The federal corruption case against Sen. Dean Skelos (R-Rockville Centre) and his adult son, Adam, has yet to reach trial, but a battle has already commenced in the court of public murmuring.
Last week something called the Skelos Family Legal Defense Fund popped up on the Web. Its anonymous authors say prosecutors seek to "criminalize the relationship between a father and son" through "prosecutorial overreach," "baseless allegations" and "morally egregious" official acts.
But this week, any effort to turn the direction of public scorn against U.S. Attorney Preet Bharara ran up against the vivid details of a new grand jury indictment.
The picture of Skelos & Son painted by prosecutors now looks much nastier and higher-handed than it did in May when the two were first arrested.
Two new counts of extortion and bribe solicitation focus mainly on the former majority leader's role in getting Adam Skelos on the payroll of a Roslyn-based medical insurer, identified as Physicians Reciprocal Insurers, for which he supported special legislation.
Even fans of the father are privately cringing. To fully appreciate why, take this a step at a time.
According to Bharara, Adam Skelos' terms of employment required him to work full time at an annual salary of $78,000 plus health benefits.
Big deal, you may say. Political figures are always helping family members get jobs of some sort.
"From the outset of his employment, however, Adam Skelos regularly failed to report for work," the indictment states.
Not good, you may say -- but if it's OK with the private-sector bosses . . .
Well, on Jan. 10, 2013, a supervisor called the son to discuss his work schedule since he hadn't put in more than an hour in the previous four days. Adam Skelos called back, and according to the indictment, threatened to "smash in" the boss' head.
Mmmm, you say, that looks bad.
And Adam Skelos took the position that since his father was majority leader, he did not have to show up regularly, the charges say.
Sen. Dean Skelos got involved. He called the CEO of the company and, according to the indictment, "demanded to know why Adam Skelos was being 'harassed' " by his supervisor. The CEO spoke with the supervisor, then conveyed the problem to the senator, who responded that the CEO should "resolve" the dispute so his son could stay employed there.
By Bharara's account, however, the son still "failed to work at all on the vast majority of days." By fall, Adam Skelos became a $36,000-a-year consultant, purportedly in exchange for 100 sales calls a week, but failed to complete "even a small fraction" of them, Bharara says.
Sen. Skelos, first elected in 1984, is reputed to have good manners in his dealings with others.
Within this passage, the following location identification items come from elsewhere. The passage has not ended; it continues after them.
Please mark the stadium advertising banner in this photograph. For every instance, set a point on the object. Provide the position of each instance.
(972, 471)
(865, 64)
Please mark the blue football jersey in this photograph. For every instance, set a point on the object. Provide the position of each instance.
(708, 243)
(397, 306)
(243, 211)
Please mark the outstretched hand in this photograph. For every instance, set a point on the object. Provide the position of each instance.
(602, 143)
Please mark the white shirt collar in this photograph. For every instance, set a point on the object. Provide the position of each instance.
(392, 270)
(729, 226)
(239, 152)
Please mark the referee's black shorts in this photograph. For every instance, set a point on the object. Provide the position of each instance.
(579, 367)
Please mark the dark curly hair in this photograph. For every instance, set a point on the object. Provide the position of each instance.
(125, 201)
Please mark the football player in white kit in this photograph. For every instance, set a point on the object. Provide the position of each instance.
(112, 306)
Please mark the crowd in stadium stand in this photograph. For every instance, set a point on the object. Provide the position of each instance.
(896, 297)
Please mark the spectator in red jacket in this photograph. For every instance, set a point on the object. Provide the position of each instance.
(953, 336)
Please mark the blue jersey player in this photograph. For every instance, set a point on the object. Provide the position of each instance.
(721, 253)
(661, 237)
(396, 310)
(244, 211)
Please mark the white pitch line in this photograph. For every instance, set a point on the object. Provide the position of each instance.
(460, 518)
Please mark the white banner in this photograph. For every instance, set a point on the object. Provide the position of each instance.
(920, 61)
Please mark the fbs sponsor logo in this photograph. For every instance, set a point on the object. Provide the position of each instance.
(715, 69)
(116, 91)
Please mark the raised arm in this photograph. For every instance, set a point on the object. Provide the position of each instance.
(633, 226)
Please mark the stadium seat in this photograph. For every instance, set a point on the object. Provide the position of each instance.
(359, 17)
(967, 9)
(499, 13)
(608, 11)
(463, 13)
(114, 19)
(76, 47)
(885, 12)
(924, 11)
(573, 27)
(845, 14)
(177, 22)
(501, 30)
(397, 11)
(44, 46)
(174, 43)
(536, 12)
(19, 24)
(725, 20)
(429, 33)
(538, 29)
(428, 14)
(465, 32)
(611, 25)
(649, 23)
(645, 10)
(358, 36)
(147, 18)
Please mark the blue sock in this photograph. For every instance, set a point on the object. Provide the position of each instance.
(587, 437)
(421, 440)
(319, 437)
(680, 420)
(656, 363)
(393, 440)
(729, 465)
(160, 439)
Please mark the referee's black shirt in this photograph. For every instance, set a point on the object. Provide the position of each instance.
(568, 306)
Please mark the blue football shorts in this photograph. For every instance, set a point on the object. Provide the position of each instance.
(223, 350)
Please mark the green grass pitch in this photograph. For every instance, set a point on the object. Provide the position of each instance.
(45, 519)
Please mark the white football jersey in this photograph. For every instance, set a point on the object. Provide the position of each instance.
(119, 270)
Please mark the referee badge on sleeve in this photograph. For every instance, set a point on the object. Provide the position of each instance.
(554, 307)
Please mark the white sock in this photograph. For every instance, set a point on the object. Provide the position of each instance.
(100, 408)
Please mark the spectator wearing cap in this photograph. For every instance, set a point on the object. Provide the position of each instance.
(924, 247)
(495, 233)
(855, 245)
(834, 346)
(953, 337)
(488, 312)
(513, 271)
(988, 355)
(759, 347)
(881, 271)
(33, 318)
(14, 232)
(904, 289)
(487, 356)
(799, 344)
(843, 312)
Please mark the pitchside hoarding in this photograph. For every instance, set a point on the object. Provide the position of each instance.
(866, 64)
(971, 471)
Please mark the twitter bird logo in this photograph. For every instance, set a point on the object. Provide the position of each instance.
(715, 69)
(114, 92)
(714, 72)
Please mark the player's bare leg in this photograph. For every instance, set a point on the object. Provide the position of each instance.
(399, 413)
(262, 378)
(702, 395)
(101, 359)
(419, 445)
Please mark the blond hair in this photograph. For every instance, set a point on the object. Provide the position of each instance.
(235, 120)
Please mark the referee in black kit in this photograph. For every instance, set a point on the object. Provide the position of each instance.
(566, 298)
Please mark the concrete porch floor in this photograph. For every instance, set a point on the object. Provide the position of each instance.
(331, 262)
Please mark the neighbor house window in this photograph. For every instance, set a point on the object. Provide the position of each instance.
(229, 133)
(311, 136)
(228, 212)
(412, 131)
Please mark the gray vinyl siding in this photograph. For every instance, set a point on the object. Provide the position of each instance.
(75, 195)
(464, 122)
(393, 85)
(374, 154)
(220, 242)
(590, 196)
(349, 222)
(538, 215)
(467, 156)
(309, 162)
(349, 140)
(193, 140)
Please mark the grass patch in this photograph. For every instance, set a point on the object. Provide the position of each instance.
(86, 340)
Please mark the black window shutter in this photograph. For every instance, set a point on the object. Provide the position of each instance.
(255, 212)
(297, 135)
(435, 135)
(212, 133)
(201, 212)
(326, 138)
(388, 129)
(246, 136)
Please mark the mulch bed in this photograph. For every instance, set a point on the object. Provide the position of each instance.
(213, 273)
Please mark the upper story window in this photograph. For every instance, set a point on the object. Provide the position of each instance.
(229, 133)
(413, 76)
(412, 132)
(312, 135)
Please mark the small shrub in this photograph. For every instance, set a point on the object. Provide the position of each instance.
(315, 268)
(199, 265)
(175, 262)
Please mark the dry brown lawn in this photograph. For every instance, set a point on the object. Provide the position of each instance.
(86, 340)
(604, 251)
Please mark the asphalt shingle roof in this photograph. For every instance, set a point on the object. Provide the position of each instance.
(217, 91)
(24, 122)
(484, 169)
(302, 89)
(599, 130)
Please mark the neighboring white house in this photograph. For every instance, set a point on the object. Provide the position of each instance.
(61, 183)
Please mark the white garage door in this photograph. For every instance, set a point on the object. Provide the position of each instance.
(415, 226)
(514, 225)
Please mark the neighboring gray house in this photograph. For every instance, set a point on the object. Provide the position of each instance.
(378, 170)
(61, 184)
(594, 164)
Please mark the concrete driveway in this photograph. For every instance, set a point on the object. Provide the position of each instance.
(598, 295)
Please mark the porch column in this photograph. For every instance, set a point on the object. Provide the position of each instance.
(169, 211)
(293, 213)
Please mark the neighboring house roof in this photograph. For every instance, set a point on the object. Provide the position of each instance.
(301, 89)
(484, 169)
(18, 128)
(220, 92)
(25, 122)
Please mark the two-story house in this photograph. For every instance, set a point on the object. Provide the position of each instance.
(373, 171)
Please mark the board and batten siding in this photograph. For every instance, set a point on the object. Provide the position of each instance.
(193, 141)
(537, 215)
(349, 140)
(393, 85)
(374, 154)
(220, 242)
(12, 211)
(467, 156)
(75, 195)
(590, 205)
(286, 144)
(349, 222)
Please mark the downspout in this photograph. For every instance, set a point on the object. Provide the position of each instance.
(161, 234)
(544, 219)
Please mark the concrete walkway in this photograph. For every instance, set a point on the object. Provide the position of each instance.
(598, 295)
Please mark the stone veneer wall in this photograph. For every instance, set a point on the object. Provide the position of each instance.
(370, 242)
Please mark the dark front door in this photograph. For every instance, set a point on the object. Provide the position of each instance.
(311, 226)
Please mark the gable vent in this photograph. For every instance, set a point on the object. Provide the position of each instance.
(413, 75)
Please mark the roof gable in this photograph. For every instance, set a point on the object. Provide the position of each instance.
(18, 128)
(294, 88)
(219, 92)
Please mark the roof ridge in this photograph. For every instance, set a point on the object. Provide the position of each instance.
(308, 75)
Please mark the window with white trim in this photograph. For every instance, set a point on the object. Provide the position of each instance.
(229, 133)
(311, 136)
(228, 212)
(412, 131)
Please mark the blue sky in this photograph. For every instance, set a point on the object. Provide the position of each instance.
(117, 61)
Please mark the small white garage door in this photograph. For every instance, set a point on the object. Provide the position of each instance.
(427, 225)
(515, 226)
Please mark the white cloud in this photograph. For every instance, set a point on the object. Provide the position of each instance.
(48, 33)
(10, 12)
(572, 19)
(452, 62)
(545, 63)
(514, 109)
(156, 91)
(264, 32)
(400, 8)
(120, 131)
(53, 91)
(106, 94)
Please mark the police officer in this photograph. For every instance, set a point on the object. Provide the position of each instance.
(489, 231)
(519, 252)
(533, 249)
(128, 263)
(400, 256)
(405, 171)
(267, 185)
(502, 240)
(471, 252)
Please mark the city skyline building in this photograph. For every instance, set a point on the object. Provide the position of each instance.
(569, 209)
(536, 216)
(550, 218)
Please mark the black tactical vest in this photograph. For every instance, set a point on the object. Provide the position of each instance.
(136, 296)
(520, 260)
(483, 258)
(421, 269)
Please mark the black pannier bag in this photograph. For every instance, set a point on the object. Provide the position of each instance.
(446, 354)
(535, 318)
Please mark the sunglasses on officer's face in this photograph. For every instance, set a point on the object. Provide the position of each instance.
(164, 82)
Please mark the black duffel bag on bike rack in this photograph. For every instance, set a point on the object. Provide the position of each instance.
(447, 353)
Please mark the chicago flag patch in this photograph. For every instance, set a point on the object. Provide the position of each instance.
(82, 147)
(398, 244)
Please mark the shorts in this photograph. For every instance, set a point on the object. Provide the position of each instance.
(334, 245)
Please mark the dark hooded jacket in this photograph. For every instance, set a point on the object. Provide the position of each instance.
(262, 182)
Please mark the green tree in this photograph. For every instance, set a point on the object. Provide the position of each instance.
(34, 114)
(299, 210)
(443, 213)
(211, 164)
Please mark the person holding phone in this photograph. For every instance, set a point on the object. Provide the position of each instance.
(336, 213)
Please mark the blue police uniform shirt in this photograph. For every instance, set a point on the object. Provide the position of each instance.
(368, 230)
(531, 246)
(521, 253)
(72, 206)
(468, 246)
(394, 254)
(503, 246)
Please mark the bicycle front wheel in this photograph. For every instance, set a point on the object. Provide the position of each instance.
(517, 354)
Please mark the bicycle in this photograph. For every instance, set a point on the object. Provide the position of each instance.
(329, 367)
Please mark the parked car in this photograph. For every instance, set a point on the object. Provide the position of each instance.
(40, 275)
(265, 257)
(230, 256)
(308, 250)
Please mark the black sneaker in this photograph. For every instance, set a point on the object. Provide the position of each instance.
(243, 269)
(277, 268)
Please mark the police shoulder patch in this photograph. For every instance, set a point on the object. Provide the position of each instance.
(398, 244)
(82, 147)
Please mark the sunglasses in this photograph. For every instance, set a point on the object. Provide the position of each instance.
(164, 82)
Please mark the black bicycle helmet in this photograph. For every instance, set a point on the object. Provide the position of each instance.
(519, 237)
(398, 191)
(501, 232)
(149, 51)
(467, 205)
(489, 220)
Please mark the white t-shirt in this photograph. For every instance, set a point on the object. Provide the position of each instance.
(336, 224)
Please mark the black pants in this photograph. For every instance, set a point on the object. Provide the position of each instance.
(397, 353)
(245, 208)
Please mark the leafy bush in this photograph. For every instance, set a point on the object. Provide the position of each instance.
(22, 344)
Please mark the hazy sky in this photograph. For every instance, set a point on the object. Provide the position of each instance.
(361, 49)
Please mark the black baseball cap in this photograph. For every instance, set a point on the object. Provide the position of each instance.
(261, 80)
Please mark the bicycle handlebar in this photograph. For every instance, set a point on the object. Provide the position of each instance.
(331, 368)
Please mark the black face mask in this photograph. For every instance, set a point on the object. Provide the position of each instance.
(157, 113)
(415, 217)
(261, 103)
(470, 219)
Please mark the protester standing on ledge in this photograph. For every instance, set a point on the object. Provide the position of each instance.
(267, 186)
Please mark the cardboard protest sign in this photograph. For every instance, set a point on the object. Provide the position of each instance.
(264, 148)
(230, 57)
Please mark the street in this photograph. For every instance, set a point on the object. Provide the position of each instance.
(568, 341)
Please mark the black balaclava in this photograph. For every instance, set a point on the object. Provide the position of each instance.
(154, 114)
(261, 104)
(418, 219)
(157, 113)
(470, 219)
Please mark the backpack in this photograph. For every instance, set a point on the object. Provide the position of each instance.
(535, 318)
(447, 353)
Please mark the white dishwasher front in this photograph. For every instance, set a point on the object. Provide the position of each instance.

If anything, acquaintances have been saying, he unwisely enabled his son's antics.
But the indictment also says the senator threatened "detrimental action" against real estate developers who failed to support him "by among other things making contributions to his campaign fund."
There's no transgression on the books called "arrogant grabbiness in the first degree." Still, that seems to be what the prosecutors are charging in the court of public opinion. Sooner or later, we will see how much of it sticks.